Answer:
The transition elements show a
large number of oxidation states. The various oxidation states are related to
the electronic configuration of their atoms. The various oxidation states of a
transition metal is due to the involvement of \[(n-1)d\] and outer ns
electrons in bonding.
The lower oxidation state is
generally shown when ns electrons participate and higher oxidation states are
exhibited when ns and \[(n-1)d\] electrons take part in bonding. For example,
manganese, electronic configuration
\[\left( n-1
\right){{d}^{5}}n{{s}^{2}}\], can show +2, +3, +4, +6 and +7 oxidation states.
In the first five elements of
the first transition series, i.e., upto manganese, the maximum oxidation state
is equal to the sum of 4s and 3d electrons. For remaining five elements, the
maximum state is not related to their electronic configurations.
The non-transition elements
mainly the p-block elements can show a number of oxidation states from +n to \[(n-8)\]

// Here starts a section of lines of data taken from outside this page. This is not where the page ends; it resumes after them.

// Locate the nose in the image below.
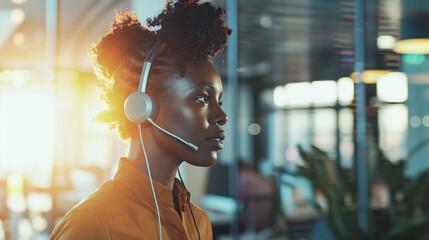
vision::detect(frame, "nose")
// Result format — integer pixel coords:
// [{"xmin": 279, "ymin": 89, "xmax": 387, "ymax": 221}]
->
[{"xmin": 211, "ymin": 105, "xmax": 228, "ymax": 126}]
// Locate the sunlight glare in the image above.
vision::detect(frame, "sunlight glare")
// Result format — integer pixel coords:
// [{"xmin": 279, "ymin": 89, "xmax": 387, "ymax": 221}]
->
[
  {"xmin": 0, "ymin": 87, "xmax": 55, "ymax": 187},
  {"xmin": 6, "ymin": 172, "xmax": 26, "ymax": 212}
]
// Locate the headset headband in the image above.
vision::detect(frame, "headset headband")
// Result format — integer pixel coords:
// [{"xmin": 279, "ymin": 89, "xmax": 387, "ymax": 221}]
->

where n is the number of electrons present in the outermost shell. For
example, phosphorus can show -3, +3 and +5 oxidation states while sulphur can
show -2, +2, +4 and +6 oxidation states. Iodine can show -1, +1, +3, +5 and +7 oxidation
states. Lower oxidation states are ionic as the atom accepts the electron or
electrons to achieve stable configuration while higher oxidation states are
achieved by unpairing the paired orbitals and shifting the electrons to vacant
d-orbitals.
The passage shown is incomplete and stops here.